More verbiage has been expended, on a global scale, on MK Gandhi’s 1930 Salt Satyagraha  than on any other event of national importance in the 20th century.  To this day, analysts continue to pore over the why and wherefore of the Gandhian satyagraha (literally, ‘soul-force’) movement.

Historian Romila Thapar, however, asks a radically different question about satyagraha in the book under review.  Thapar is less concerned with unravelling Gandhi’s ideas in constructing the satyagraha movement and more with the question as to why there was such an impressive response to this movement.  Interestingly—or, should I say, uncharacteristically—Thapar introduces a personal note of her brief encounter with Gandhi in Pune in the early 1940s.  Gandhi, even while complying with her request for an autograph, gently admonished young Romila for wearing salwar-kameez of mill-made cloth and not of khadi!

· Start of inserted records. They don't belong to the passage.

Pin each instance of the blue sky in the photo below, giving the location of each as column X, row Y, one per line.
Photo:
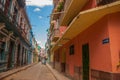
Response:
column 38, row 16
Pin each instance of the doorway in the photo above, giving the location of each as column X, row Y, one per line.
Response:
column 10, row 55
column 85, row 61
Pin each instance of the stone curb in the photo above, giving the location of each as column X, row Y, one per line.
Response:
column 13, row 71
column 56, row 74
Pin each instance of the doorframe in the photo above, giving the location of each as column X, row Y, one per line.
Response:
column 88, row 59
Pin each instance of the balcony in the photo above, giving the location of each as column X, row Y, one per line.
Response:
column 104, row 2
column 71, row 10
column 55, row 35
column 85, row 19
column 21, row 3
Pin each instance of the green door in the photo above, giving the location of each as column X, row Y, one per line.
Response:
column 85, row 61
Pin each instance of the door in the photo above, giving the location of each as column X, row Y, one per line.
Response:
column 85, row 61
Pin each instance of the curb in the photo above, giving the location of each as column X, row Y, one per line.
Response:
column 13, row 71
column 56, row 74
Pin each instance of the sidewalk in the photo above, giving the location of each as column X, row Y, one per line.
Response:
column 57, row 74
column 13, row 71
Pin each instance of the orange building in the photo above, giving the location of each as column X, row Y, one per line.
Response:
column 89, row 45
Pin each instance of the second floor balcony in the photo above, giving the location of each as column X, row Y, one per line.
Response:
column 104, row 2
column 70, row 10
column 21, row 3
column 55, row 35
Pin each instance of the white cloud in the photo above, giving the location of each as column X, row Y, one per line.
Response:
column 36, row 9
column 39, row 3
column 40, row 17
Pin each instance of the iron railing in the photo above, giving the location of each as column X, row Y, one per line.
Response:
column 104, row 2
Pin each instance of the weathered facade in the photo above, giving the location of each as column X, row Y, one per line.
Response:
column 14, row 35
column 87, row 47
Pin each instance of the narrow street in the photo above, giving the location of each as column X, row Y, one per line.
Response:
column 36, row 72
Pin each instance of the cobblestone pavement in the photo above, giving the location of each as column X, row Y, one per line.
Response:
column 37, row 72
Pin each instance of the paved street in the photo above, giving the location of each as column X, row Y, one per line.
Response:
column 37, row 72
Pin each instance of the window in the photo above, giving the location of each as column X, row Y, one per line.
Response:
column 71, row 50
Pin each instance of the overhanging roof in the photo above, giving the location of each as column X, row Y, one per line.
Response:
column 84, row 20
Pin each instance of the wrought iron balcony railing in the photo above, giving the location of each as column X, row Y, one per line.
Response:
column 21, row 3
column 104, row 2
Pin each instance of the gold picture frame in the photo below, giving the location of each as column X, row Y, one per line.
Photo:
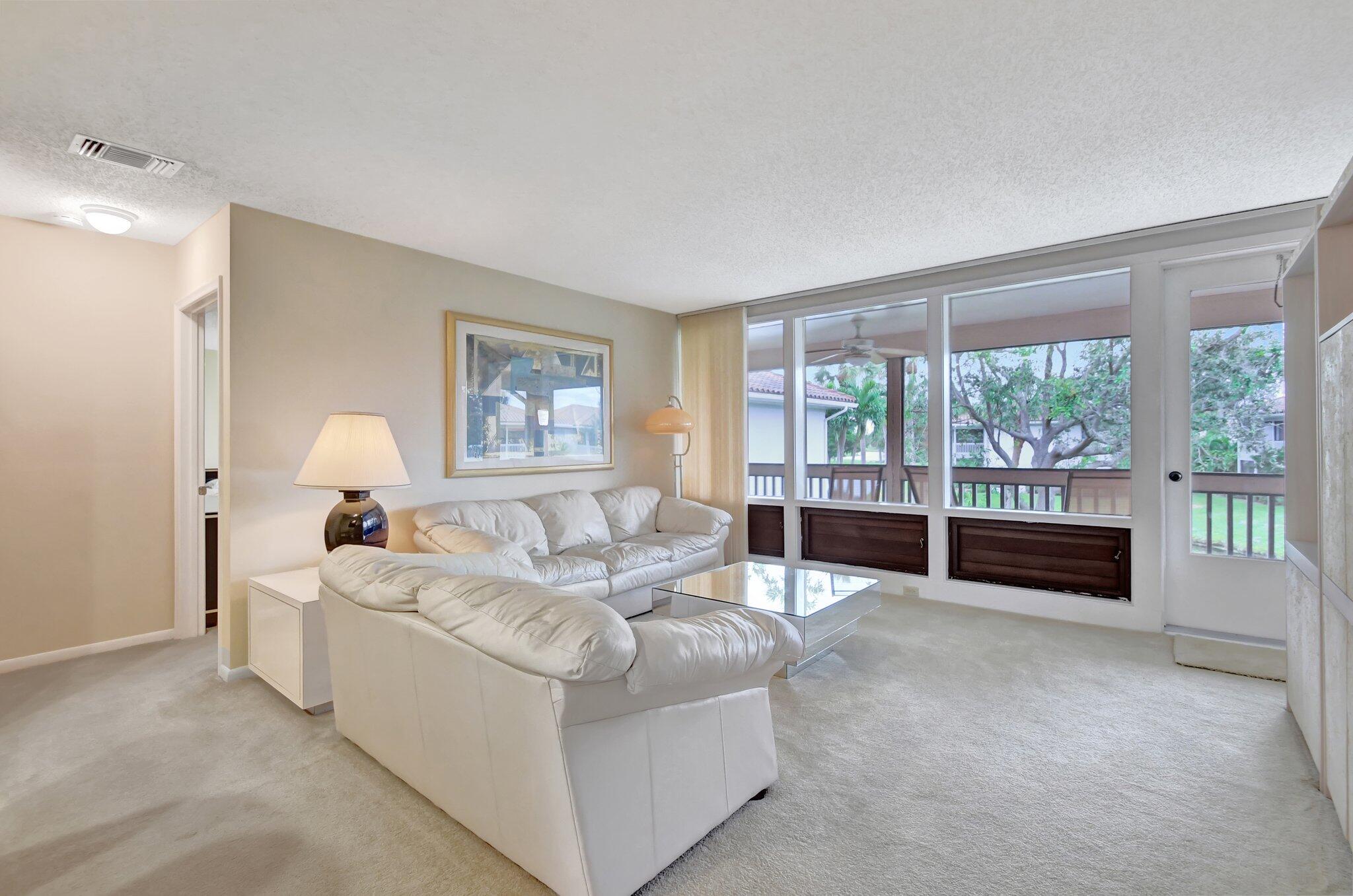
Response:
column 459, row 330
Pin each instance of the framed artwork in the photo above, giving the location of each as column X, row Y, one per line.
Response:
column 525, row 399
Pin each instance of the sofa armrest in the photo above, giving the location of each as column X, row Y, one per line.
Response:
column 458, row 539
column 680, row 515
column 721, row 645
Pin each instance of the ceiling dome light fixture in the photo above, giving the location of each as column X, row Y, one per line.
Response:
column 107, row 219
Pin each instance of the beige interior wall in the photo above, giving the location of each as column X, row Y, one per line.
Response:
column 86, row 437
column 322, row 321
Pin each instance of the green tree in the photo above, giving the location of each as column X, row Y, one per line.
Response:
column 1065, row 401
column 915, row 411
column 1237, row 382
column 862, row 427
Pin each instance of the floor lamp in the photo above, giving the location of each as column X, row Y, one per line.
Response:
column 673, row 421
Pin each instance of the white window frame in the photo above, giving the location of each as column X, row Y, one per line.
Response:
column 1154, row 250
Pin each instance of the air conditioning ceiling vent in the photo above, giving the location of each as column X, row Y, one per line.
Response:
column 118, row 155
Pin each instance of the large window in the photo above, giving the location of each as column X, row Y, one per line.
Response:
column 766, row 410
column 1039, row 388
column 1237, row 450
column 865, row 406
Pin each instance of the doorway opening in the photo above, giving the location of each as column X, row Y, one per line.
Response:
column 196, row 460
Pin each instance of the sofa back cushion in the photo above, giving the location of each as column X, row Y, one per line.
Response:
column 458, row 539
column 630, row 511
column 379, row 579
column 570, row 518
column 711, row 648
column 513, row 521
column 532, row 627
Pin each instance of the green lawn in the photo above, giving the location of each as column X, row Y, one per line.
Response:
column 1239, row 533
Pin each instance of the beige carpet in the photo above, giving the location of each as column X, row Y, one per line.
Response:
column 942, row 750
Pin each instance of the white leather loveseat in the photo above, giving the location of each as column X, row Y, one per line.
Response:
column 612, row 545
column 589, row 750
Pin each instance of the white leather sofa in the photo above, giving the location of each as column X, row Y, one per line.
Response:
column 612, row 545
column 589, row 750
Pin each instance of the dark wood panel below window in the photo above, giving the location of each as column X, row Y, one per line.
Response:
column 766, row 530
column 895, row 542
column 1081, row 560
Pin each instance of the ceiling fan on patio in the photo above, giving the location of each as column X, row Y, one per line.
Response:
column 858, row 351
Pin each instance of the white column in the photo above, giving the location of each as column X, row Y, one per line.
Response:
column 795, row 441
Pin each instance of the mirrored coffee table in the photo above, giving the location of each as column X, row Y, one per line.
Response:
column 824, row 607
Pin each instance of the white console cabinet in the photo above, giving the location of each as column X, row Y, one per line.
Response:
column 287, row 642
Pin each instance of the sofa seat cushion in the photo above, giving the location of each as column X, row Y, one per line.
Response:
column 532, row 627
column 597, row 588
column 692, row 564
column 458, row 539
column 622, row 556
column 570, row 518
column 565, row 569
column 513, row 521
column 680, row 543
column 720, row 645
column 630, row 511
column 640, row 576
column 379, row 579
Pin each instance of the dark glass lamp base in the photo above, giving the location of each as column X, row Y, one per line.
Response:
column 357, row 519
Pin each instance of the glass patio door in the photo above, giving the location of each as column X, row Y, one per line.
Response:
column 1224, row 448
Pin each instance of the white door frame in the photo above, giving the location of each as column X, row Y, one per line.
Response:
column 190, row 600
column 1216, row 594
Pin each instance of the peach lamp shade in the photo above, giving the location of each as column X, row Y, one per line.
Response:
column 353, row 453
column 670, row 421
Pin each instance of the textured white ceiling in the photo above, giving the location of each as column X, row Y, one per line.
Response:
column 686, row 153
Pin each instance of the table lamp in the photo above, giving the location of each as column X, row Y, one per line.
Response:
column 355, row 454
column 673, row 421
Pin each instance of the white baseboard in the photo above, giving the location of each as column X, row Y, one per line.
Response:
column 228, row 675
column 83, row 650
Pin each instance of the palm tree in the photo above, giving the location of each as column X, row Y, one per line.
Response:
column 850, row 430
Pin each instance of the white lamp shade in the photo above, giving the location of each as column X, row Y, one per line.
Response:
column 355, row 453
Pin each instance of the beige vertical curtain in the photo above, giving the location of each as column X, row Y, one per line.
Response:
column 713, row 391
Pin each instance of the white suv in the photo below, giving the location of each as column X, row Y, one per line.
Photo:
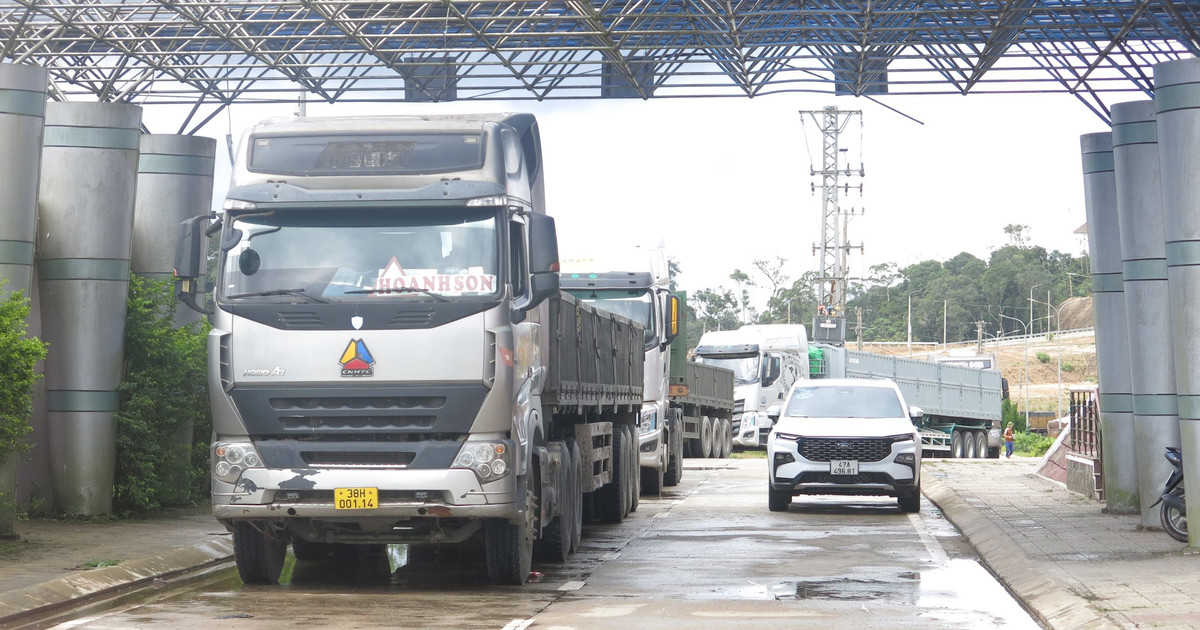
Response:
column 845, row 437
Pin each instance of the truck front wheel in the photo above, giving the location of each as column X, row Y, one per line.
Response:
column 509, row 546
column 259, row 555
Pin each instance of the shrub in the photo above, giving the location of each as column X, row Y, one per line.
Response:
column 19, row 355
column 165, row 405
column 1035, row 444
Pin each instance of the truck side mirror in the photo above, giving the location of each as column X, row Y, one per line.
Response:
column 543, row 258
column 191, row 257
column 771, row 367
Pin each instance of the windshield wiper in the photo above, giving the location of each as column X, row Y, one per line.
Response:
column 400, row 289
column 277, row 292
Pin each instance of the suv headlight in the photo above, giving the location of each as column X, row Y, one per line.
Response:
column 232, row 459
column 489, row 460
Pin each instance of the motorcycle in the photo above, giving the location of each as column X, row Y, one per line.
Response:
column 1174, row 514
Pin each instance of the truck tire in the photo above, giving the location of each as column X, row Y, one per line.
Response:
column 635, row 475
column 610, row 499
column 556, row 537
column 673, row 473
column 778, row 501
column 259, row 556
column 982, row 443
column 957, row 447
column 509, row 546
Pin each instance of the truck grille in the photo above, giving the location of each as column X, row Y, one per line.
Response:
column 293, row 423
column 861, row 449
column 359, row 402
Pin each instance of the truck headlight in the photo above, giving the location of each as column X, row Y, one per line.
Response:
column 649, row 420
column 232, row 459
column 489, row 460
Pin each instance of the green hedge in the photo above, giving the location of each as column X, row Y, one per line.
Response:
column 165, row 406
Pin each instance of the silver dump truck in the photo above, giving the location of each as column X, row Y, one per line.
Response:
column 391, row 359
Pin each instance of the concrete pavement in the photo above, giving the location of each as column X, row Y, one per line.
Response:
column 1069, row 563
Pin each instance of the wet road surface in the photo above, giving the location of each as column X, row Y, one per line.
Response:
column 706, row 553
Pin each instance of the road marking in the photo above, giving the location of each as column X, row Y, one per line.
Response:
column 931, row 544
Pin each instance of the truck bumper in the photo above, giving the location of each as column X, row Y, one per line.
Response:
column 402, row 493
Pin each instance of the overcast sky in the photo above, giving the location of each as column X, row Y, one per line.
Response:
column 725, row 181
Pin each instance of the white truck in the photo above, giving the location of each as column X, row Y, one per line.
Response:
column 766, row 360
column 391, row 359
column 682, row 407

Thapar’s central question is re-articulated in the sub-head of Section 9: ‘Did the public response to satyagraha come out of an embedded tradition of dissenting forms?’  Indeed, it is this tradition of ‘dissenting forms’ that is discussed at length in the first half of this extraordinary little book.  We know that dissent has been in the world for centuries, if not millennia.  Well-known dissenters include Spartacus, who led a slave uprising against the Roman Empire, and Socrates, the ancient Greek democrat and philosopher  who was put to death by the Athenian state in B.C. 399.  What makes this book unusual is that the author records the voices of dissent from ancient and medieval India.